Furthermore, you have no need to fear that we would forgo our domestic duties if we were to become voting citizens, for we have been trained all our lives to balance a multitude of tasks. We do not let our homes fall into ruin simply because we have been given one more item to accomplish. Worry more about the males who have only one job and no household chores. Their minds are more likely to stray than ours.

Do you call your own mother "undereducated" and "ignorant," Judge Acklen? Was her mind in too much of a muddle to keep your childhood household intact? Was she so easily confused that she was unable to raise a boy who would one day become a judge? I think not. Your mother was undoubtedly a quick-witted, accountable individual who would probably make a far better president than the pampered male you gentlemen vote into office this Tuesday.

I dipped my pen into the inkwell, caught my breath, and read my incendiary words, debating whether the phrasing was too obvious. I tried to imagine what would happen if the writer were identified and made public. Father would likely shove our entire life savings into Henri Reverie's pockets to ensure my mind was altered beyond recognition. There might indeed be a trip to an asylum. I'd even heard rumors of surgeons removing wombs from the bodies of rebellious wives and daughters.

Unthinkable.

But maybe… if I was careful… just maybe the right anonymous signature would disguise me.

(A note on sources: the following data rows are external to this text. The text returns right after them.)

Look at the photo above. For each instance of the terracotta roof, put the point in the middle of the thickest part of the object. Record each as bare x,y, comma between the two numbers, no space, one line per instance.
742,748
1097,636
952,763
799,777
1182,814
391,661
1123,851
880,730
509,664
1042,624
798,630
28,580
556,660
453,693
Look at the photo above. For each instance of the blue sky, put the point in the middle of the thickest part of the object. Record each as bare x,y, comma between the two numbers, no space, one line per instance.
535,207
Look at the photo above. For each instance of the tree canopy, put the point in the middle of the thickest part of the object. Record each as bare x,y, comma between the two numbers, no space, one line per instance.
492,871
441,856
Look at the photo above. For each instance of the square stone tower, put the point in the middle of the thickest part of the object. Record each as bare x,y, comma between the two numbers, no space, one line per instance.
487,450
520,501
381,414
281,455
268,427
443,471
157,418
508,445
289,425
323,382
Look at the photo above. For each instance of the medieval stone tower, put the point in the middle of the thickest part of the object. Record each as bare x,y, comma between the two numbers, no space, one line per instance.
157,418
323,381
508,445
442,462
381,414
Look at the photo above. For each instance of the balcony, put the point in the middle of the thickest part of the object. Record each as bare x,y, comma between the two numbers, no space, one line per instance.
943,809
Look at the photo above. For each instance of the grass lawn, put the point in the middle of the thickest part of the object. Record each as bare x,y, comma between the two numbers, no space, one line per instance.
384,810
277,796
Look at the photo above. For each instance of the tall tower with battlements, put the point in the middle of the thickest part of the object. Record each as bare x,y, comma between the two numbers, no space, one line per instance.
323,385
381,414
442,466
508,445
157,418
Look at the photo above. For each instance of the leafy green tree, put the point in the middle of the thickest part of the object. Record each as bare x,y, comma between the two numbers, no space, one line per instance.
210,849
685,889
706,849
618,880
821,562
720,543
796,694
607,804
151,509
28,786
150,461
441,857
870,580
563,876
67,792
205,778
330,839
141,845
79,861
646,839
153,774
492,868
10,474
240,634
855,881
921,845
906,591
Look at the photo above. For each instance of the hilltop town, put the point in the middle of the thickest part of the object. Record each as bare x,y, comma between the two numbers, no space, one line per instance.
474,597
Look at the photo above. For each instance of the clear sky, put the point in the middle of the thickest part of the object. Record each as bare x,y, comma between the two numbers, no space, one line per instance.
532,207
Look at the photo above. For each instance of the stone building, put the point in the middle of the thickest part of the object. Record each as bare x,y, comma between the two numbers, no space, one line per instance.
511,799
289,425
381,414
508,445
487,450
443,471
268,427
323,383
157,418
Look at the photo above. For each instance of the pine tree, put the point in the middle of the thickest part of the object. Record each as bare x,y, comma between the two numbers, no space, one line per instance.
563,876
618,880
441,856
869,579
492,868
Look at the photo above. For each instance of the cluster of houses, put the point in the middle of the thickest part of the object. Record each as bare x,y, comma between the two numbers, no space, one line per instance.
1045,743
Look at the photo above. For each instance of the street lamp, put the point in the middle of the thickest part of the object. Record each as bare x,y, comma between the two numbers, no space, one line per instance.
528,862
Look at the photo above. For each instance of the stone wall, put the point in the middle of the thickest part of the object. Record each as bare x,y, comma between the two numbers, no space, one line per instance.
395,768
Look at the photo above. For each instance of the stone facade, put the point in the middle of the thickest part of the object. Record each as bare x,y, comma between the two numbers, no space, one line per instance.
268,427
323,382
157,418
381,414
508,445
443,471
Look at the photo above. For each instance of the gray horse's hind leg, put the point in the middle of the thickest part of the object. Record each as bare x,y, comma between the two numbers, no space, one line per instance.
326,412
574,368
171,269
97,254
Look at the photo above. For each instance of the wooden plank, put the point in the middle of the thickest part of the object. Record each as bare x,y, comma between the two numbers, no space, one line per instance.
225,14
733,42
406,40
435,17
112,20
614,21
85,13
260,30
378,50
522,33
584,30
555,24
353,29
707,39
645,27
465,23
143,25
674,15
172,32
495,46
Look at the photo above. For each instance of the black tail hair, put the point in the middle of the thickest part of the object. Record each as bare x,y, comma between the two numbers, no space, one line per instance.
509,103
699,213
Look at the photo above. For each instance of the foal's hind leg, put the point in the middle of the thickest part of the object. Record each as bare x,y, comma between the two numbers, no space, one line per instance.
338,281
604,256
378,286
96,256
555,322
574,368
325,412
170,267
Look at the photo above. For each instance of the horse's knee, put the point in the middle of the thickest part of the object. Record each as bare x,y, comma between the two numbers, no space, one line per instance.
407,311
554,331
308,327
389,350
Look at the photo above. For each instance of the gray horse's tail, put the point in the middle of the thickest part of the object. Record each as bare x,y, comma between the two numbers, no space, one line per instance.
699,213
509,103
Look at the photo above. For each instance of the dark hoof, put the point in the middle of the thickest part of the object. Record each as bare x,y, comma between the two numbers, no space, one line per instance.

I tested out various examples in my head.

– An Angry Woman

– An Irate Female

– Your Long-Suffering Mothers, Wives, and Daughters

– A Highly Educated Woman

– A Girl Who Refuses to Be Silent

No. Too emotional for the tastes of stubborn men. I pictured Father shaking his head and calling the letter writer hysterical.

I tapped the nib of my pen against the well to dispose of stray drops of ink, sampled ideas for two more minutes, and then wrote the wisest, most reasonable approach.